И Альберу становилось тогда все более и более ясным, что импровизация, которой предавался в часовне Герминьен и чьи непрекращающиеся отзвуки все еще звучали в нем, была, по всей видимости, не столько капризным всплеском его чувствительности, глубоко взволнованной странным паломничеством, сколько действием и призывом, и что у успокоительного бальзама музыки он, кажется, искал не облегчения своим страданиям, но защиты от неотвратимого искушения. И тому, что здесь сополагались интересы, весьма отличные от мимолетной и чисто эстетической эмоции, Альбер находил доказательства в собственном сердце, когда вспоминал волнение, охватившее его в часовне и носившее трудноопределимый и разительный характер предупреждения, которое могло относиться лишь к той сомнительной и неясной борьбе, где в игру вступали сами силы жизни и смерти. А потому, стоило убийственным лучам солнца появиться вновь, в который раз в полной мере открыв миру ловушки и западни леса, Альбер испытал в глубине своего сердца решительное ощущение близости конца.
В послеполуденное время, отягощенное изнуряющей жарой, интенсивность которой, казалось, поглощала саму голубизну неба, подобно цвету легкой занавески, Альбер сидел в высокой зале над террасами. Он смотрел на леса Сторвана, на весь этот строгий пейзаж, и ему неожиданно чудилось, будто все это море деревьев, в котором ни один ориентир не сумел бы приковать к себе взгляда до самых границ горизонта, полностью отделилось от мира под действием колдовского проклятия и начало вращаться вокруг замка, подобно колесу, движение которого ничто не в силах остановить, пугающему, как кажущаяся медлительность, смешному и, так сказать, вторичному, как лопасти вращающегося пропеллера на самом пределе скорости. И он убедил себя в том, что и в самом деле этот окружавший его мир поддерживался в своем существовании фантасмагорической неподвижности одним лишь пограничным напряжением какой-то неведомой воли, которая чудом удерживала его над небытием, и эти хрупкие видимости, само спокойствие которых обусловливало всю реальность страха, испытываемого душой, должны были распасться и разлететься на его глазах на мельчайшие осколки при малейшем понижении режима.
В приступе головокружения, когда разум с трудом обретал свою власть, он посмотрел вниз и увидел, как Герминьен и Гейде покидают замок и углубляются в лес.
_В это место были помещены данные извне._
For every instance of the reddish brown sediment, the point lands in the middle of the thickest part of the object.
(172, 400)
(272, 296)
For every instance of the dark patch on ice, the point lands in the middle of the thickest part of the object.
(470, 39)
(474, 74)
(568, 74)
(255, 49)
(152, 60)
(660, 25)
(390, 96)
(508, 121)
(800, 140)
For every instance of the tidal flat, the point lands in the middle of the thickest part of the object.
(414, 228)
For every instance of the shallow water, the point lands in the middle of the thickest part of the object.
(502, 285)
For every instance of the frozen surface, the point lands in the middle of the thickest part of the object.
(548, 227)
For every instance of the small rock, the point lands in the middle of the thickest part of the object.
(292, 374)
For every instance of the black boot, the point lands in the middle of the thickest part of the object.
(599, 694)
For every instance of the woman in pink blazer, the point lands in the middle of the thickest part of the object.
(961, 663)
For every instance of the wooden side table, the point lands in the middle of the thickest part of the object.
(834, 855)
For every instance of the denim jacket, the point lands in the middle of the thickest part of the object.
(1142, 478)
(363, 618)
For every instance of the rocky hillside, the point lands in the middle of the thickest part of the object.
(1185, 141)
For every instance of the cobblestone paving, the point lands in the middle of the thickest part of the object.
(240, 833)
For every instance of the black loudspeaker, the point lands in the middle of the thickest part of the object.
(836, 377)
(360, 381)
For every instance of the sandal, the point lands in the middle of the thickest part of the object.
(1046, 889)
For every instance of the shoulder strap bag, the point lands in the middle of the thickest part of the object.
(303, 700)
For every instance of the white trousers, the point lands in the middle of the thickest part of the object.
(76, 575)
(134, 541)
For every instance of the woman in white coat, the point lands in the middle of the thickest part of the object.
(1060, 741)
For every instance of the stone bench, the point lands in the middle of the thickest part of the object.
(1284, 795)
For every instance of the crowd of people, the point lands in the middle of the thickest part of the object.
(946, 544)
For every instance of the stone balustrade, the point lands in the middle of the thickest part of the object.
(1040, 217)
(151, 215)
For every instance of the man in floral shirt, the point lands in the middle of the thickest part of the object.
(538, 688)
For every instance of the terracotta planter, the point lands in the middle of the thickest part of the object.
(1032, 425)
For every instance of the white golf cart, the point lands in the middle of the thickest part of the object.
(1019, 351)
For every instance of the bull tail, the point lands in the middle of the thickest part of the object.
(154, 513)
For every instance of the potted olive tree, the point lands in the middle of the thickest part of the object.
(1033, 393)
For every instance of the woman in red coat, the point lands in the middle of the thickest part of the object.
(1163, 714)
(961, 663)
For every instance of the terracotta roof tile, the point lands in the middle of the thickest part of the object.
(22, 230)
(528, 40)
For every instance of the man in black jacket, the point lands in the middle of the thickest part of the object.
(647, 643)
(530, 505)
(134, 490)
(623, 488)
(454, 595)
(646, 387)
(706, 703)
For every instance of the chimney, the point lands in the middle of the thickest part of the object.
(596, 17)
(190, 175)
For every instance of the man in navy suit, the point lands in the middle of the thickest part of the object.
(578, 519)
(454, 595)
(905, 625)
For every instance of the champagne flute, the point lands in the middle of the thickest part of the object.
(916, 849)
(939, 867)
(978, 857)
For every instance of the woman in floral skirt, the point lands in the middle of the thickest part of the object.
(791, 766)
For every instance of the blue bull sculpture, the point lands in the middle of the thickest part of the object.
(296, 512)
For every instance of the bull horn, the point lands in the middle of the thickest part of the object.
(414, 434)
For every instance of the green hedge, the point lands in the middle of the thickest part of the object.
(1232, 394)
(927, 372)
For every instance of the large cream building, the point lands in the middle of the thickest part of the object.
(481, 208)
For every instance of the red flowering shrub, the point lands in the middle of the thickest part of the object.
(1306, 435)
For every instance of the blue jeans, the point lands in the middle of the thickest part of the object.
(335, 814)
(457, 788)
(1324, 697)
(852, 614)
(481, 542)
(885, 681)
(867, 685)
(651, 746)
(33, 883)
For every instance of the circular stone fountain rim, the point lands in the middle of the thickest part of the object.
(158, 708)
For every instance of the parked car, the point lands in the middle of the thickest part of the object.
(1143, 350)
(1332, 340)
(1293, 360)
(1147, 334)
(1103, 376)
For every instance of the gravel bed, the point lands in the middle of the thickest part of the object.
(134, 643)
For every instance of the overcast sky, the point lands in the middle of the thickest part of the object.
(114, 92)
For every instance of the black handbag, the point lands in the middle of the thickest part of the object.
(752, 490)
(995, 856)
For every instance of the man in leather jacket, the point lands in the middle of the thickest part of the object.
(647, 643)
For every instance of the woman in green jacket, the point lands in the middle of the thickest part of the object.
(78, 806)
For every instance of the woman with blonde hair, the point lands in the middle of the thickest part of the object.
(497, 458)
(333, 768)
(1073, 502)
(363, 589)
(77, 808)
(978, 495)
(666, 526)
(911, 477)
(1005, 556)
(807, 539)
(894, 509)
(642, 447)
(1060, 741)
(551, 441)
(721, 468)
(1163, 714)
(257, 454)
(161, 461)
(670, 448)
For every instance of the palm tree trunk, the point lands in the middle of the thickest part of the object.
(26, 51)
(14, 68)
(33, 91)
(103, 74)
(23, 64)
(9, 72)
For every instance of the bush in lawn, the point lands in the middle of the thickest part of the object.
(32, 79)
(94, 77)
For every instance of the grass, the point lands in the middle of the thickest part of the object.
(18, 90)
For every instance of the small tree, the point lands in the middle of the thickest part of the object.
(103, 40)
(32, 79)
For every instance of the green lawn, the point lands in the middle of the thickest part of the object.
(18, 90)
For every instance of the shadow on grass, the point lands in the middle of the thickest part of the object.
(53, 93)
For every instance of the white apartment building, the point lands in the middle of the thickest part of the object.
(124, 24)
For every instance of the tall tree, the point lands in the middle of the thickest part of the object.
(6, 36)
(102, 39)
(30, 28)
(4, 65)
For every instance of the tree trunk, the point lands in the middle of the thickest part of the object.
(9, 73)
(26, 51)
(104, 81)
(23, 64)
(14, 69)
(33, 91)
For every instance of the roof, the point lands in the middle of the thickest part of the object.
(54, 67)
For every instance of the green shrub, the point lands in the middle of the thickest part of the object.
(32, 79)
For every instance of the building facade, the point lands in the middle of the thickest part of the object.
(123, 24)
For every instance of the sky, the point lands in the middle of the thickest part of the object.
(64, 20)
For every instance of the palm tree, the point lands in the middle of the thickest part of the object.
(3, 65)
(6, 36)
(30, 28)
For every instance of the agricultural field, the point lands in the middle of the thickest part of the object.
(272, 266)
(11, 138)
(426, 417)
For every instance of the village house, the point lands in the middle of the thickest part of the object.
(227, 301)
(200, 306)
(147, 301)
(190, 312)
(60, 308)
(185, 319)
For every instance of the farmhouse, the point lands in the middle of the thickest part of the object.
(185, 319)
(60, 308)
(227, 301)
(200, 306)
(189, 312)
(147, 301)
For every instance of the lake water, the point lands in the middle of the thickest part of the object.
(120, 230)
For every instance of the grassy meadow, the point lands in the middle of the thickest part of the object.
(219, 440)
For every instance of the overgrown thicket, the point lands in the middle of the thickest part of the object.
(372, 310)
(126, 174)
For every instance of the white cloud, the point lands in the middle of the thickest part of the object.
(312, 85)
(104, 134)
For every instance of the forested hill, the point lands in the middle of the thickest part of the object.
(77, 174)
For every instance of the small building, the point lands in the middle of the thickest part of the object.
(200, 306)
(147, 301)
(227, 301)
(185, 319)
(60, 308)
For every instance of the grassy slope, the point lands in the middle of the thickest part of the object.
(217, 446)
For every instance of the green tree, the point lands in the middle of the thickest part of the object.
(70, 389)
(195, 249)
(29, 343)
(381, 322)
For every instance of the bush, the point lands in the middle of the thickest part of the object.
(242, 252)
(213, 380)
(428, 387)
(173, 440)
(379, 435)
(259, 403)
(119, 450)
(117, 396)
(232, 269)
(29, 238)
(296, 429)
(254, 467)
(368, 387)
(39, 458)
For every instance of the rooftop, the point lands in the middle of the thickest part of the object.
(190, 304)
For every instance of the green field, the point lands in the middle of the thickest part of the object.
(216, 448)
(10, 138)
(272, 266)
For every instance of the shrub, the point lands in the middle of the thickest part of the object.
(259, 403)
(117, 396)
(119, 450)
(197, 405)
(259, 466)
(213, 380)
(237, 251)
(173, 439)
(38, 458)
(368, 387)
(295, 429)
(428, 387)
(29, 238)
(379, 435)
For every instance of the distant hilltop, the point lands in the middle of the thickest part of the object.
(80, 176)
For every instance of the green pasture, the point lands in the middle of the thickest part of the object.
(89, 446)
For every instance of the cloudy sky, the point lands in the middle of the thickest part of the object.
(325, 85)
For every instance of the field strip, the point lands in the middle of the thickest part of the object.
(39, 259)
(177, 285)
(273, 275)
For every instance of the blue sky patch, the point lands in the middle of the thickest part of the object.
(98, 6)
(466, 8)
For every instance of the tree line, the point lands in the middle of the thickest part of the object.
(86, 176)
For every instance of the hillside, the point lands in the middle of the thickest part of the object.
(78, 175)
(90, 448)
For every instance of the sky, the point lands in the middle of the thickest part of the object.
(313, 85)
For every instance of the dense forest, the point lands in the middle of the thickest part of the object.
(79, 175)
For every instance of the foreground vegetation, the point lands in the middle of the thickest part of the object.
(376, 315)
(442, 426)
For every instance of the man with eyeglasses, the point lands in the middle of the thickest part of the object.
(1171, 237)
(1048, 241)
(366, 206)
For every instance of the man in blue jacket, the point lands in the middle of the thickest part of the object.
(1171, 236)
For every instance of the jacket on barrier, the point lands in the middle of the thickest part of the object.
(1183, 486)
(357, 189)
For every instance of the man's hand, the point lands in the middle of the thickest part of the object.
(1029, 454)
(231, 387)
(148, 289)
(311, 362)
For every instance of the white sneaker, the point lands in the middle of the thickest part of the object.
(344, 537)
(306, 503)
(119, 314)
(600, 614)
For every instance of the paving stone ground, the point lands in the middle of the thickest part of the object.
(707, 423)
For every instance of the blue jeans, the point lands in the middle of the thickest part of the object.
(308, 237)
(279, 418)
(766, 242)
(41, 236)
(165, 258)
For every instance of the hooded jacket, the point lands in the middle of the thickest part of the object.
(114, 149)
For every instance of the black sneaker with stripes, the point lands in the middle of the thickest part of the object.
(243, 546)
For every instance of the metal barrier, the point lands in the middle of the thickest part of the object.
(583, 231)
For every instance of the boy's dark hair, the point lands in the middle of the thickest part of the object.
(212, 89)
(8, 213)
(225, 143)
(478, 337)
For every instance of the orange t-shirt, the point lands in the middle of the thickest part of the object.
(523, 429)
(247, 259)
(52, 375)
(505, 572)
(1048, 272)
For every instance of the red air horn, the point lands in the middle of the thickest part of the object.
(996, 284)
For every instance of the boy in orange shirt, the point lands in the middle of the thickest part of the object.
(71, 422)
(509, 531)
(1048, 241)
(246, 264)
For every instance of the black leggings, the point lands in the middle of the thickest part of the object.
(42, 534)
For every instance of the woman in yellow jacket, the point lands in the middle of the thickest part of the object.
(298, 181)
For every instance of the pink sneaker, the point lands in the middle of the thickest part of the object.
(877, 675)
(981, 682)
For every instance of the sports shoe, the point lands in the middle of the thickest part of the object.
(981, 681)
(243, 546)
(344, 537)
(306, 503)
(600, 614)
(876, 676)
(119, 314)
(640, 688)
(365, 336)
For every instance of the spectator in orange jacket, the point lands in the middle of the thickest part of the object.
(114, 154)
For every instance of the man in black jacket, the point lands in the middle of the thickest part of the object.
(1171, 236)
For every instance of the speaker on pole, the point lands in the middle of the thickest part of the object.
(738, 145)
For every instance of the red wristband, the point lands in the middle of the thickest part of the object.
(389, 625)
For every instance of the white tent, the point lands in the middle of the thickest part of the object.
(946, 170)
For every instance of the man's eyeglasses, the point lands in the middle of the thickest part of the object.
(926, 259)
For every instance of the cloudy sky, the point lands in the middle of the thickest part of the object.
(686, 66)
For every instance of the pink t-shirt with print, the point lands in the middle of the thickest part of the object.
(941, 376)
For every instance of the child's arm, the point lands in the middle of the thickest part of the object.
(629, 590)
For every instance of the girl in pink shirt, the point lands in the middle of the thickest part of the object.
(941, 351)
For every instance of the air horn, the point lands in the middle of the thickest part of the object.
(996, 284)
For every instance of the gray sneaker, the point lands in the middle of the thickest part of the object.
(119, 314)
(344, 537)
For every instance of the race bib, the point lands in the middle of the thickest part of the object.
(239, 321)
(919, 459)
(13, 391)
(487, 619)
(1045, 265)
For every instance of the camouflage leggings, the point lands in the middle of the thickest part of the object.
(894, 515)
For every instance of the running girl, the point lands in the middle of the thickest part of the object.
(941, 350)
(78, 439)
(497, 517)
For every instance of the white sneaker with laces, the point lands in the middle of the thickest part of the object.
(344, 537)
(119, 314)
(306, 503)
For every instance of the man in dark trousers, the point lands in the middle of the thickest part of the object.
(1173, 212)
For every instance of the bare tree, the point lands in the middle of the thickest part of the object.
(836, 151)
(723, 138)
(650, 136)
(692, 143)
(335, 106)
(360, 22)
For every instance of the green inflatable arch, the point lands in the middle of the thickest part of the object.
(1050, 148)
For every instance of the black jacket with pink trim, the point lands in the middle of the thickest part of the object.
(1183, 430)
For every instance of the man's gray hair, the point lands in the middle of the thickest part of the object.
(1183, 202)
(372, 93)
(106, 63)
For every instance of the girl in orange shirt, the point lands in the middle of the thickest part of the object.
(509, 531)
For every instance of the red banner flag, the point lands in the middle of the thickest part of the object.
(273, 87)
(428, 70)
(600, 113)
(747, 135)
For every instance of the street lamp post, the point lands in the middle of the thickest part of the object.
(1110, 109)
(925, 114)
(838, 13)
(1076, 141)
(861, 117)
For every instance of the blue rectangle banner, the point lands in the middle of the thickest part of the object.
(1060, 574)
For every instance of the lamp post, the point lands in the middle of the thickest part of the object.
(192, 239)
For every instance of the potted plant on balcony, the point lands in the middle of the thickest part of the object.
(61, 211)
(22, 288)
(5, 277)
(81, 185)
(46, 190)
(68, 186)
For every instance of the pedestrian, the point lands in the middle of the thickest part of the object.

Их вертикальные тени бежали по земле с невероятной скоростью, и взгляд Альбера остановился тогда на длинном стволе висевшего за плечом у Герминьена ружья, которое еще долго сверкало своим жестоким огнем сквозь первые завесы леса, то и дело давая знать о себе нестерпимым блеском обнаженной шпаги.
Постепенно Альбер погрузился в глубокую задумчивость, наполненную утомительными и двойственными размышлениями, в которые неоднократно словно вторгалась вспышка враждебного клинка — так на сетчатке долго еще остается след лучистого и слишком яркого пятна, — став в конце концов мотивом доминирующим и всецело связанным с неопределенным и все же уже близким ощущением опасности, явно преобладавшим среди иных, смутных и мало различимых представлений. И, во власти этого настойчивого призыва, он почувствовал, как сумеречная работа начала совершаться во глубине его памяти, в то время как разум, подавленный и совершенно пассивный, отказывался оказывать ей малейшее содействие. В совокупности его воспоминаний все те сдвиги, легкие и почти молекулярные перемещения, что, казалось, совершались под давлением огромной массы воды и, словно стальные опилки, расположились на листе под действием незримого магнита, начинали приходить в порядок и упорядочились, наконец, составив род фигуры, легко поддающейся интерпретации, но которую его горячечный разум, пораженный бешенством бессилия, безуспешно окидывал взглядом, словно под воздействием чар узнавая четко направленные линии, но не проникая еще интуицией в их нежданно ослепляющее значение. Затем линии снова запутались, словно линии отраженного в воде пейзажа, и в тот момент, когда разум, добыча жесточайшего отчаяния, яростно и неистово покачивался на волнах, одна-единственная черта, имевшая характер непередаваемо отличительный и знакомый, нежданно выплыла из кораблекрушения, и тогда некая огненная рука начала внезапно лепить внутреннюю способность души по образцу той совершенной формы, в которой приятие самого лика правды кажется слишком узким и слишком близким, чтобы быть легко прочитываемым.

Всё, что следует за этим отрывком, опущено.